Habitations modulaires : une solution à la crise du logement au Nunavik?

De plus en plus présentes au Nunavik, les habitations modulaires pourraient bien changer la donne dans la lutte contre la crise du logement qui frappe les communautés inuit du Nord canadien.
Entouré d’un nuage de mouches noires, omniprésentes durant les mois d’été, Willie Gadbois supervise l’installation d’une section d’un immeuble modulaire.
Son entreprise, Nunavik Modulaire, a été mandatée pour construire un camp de travailleurs de 20 chambres à Kuujjuaq.
Tout est pensé pour réduire au minimum la main-d’œuvre nécessaire à l’installation de ces modules.
Dans ce cas-ci, seulement quatre travailleurs sont requis, ce qui n’est pas négligeable dans le contexte de pénurie de main-d’œuvre.
Malgré ce petit nombre de travailleurs, la structure prend forme à une vitesse impressionnante.
Plomberie, systèmes électriques et chauffage sont déjà intégrés. Même les lits et les télévisions sont en place.

« Pour un bâtiment de 20 chambres, ça va prendre de deux à trois semaines, puis ça va être vivable. On peut même les envoyer meublés avec tout dedans », explique l’entrepreneur.
Les modules plus petits, comme les habitations ne comportant qu’une chambre, ne requièrent que de deux à trois jours pour l’installation.
« Nos maisons, c’est du plug and play! », souligne l’entrepreneur.
Un atout face à la courte saison
Cette rapidité représente un avantage majeur dans un contexte où la saison de construction est particulièrement courte.
L’arrivée précoce de l’hiver interrompt souvent les chantiers, limitant la capacité de bâtir plus de logements.
« À cause du froid, on ne peut pas vraiment bâtir dans le Nord l’hiver. Puis ça prend beaucoup de temps l’été pour recevoir tes matériaux pour monter des bâtisses », souligne Willie Gadbois.
C’est là que la fabrication en usine entre en jeu.
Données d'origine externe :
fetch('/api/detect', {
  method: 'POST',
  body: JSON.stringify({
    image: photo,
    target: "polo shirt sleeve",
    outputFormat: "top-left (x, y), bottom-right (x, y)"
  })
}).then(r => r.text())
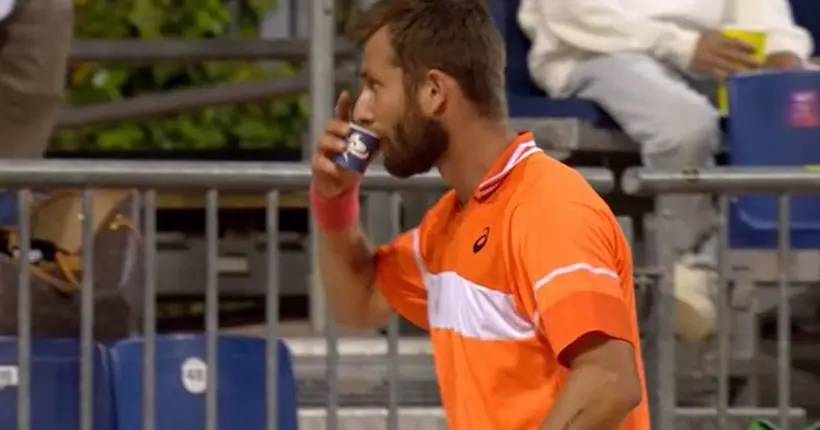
top-left (374, 228), bottom-right (429, 330)
top-left (509, 199), bottom-right (634, 360)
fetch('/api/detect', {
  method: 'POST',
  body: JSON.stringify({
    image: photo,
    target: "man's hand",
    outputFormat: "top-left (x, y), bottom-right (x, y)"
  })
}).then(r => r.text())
top-left (689, 32), bottom-right (759, 79)
top-left (311, 91), bottom-right (361, 198)
top-left (763, 52), bottom-right (805, 70)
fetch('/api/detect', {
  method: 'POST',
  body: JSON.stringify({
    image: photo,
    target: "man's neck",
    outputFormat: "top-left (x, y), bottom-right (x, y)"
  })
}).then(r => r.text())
top-left (437, 120), bottom-right (518, 204)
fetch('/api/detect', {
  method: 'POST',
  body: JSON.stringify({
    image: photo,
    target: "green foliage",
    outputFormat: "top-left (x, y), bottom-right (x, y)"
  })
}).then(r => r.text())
top-left (54, 0), bottom-right (310, 151)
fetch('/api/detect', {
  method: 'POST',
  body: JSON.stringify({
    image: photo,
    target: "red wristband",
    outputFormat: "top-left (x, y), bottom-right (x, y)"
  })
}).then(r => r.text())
top-left (310, 184), bottom-right (360, 232)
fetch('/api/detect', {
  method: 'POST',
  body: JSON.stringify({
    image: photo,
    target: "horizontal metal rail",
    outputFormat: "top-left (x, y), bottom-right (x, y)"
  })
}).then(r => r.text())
top-left (622, 166), bottom-right (820, 194)
top-left (6, 163), bottom-right (614, 430)
top-left (57, 68), bottom-right (357, 128)
top-left (626, 166), bottom-right (812, 430)
top-left (0, 160), bottom-right (615, 193)
top-left (69, 38), bottom-right (358, 63)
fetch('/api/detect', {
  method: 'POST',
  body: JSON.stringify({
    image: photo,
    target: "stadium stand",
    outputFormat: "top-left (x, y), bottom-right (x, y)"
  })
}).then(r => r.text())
top-left (726, 72), bottom-right (820, 249)
top-left (0, 338), bottom-right (113, 430)
top-left (3, 2), bottom-right (820, 430)
top-left (109, 334), bottom-right (298, 430)
top-left (488, 0), bottom-right (616, 127)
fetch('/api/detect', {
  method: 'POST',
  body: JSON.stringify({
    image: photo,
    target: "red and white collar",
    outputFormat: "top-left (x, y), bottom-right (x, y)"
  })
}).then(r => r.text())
top-left (473, 132), bottom-right (541, 201)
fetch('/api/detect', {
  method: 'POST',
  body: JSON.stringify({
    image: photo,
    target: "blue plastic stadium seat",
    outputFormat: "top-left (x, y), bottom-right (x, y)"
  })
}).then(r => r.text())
top-left (790, 0), bottom-right (820, 56)
top-left (109, 334), bottom-right (298, 430)
top-left (0, 192), bottom-right (18, 227)
top-left (725, 71), bottom-right (820, 249)
top-left (488, 0), bottom-right (615, 127)
top-left (0, 337), bottom-right (114, 430)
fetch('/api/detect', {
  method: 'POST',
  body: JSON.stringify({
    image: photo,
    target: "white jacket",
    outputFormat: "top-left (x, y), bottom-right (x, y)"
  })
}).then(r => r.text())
top-left (0, 0), bottom-right (13, 21)
top-left (518, 0), bottom-right (814, 96)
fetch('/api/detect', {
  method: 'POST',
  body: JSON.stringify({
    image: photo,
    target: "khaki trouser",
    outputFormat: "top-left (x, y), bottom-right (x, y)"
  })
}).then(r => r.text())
top-left (0, 0), bottom-right (144, 342)
top-left (0, 0), bottom-right (73, 158)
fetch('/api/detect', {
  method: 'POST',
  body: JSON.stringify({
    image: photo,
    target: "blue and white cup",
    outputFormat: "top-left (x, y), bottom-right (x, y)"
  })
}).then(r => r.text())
top-left (332, 124), bottom-right (380, 174)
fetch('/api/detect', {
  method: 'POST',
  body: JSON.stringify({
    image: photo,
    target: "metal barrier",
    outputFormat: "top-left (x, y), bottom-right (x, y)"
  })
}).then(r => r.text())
top-left (6, 159), bottom-right (613, 430)
top-left (623, 166), bottom-right (820, 430)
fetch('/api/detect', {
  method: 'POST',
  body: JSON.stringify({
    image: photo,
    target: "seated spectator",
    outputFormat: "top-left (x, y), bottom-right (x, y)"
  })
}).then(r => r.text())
top-left (0, 0), bottom-right (73, 224)
top-left (518, 0), bottom-right (813, 341)
top-left (0, 0), bottom-right (144, 341)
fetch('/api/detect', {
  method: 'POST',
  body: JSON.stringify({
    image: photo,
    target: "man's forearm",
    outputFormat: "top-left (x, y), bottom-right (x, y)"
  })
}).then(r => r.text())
top-left (540, 365), bottom-right (640, 430)
top-left (317, 223), bottom-right (380, 327)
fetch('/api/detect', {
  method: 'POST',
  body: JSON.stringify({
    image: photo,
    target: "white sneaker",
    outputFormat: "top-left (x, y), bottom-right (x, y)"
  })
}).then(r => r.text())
top-left (673, 262), bottom-right (718, 342)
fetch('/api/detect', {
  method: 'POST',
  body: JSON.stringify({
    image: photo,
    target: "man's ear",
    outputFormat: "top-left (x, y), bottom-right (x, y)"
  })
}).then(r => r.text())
top-left (419, 69), bottom-right (450, 116)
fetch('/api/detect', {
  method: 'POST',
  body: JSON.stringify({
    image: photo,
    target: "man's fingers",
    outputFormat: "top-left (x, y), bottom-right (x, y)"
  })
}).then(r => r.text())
top-left (724, 51), bottom-right (759, 70)
top-left (722, 37), bottom-right (756, 54)
top-left (334, 91), bottom-right (351, 122)
top-left (313, 153), bottom-right (344, 178)
top-left (325, 120), bottom-right (351, 140)
top-left (316, 132), bottom-right (347, 157)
À Napierville, en Montérégie, une quinzaine de personnes travaillent à temps plein pour Nunavik Modulaire.
Beau temps, mauvais temps, l’entreprise peut produire jusqu’à 60 modules par an.
Une solution face à la crise?
Cette stratégie de construction attire l’attention de l’Office d’habitation du Nunavik (OHN). L’organisme gère la quasi-totalité des logements dans la région, faute de marché immobilier abordable.
En 2024, l’OHN estimait qu’il manquait plus de 1000 logements pour répondre à la demande.
Le manque de main-d’œuvre, combiné à la saison de construction écourtée, freine la livraison de nouvelles habitations.
« Selon moi, il y a une économie d’échelle à faire là. Avec la même somme d’argent, on pourrait peut-être en faire plus pour combattre la crise », estime Lupin Daigneault, directeur général de l’OHN.
L’organisme n’a toutefois pas encore franchi le pas. Avant d’opter pour cette formule, il veut s’assurer de la durabilité des constructions, qui doivent résister aux conditions extrêmes du Nord canadien.
Contrainte du transport
Le transport demeure un obstacle de taille. Les modules doivent être acheminés par navire, ce qui complique la logistique.
Daniel Desgagnés, directeur des ventes pour Desgagnés Transarctik, constate lui aussi la montée en popularité de cette formule.
Depuis les deux ou trois dernières années, on voit plus de projets émerger. […] Ça semble être la solution pour les prochaines années au niveau du manque de main-d’œuvre pour construire
, observe-t-il.

Par contre, les modules sont volumineux et, s’ils ne sont pas empilables, ils entraînent une perte de capacité de chargement.
Le risque, c’est que la perte de volume fera augmenter les coûts de transport pour le reste du cargo
, ajoute-t-il.
Face à la popularité grandissante de ce modèle de construction, les transporteurs n’ont donc pas d’autres choix que de collaborer en amont avec les fabricants, pour que ceux-ci adaptent leur produit au transport maritime.
Nunavik Modulaire travaille par ailleurs sur une solution pour empiler ses modules, à la manière d’un conteneur maritime, ce qui pourrait régler une partie de ce problème.
Ça va être important, parce qu’évidemment, on ne peut pas grossir indéfiniment les navires. On doit être capable d’entrer dans certaines rivières dans ces régions-là
, ajoute Daniel Desgagnés.
Une solution à confirmer
Rapides à assembler et pensées pour le Nord canadien, les maisons modulaires pourraient bien trouver leur place au Nunavik.
La question demeure à savoir si elles pourront résister au froid et aux longues traversées maritimes avant de pouvoir combler une partie du manque criant de logements.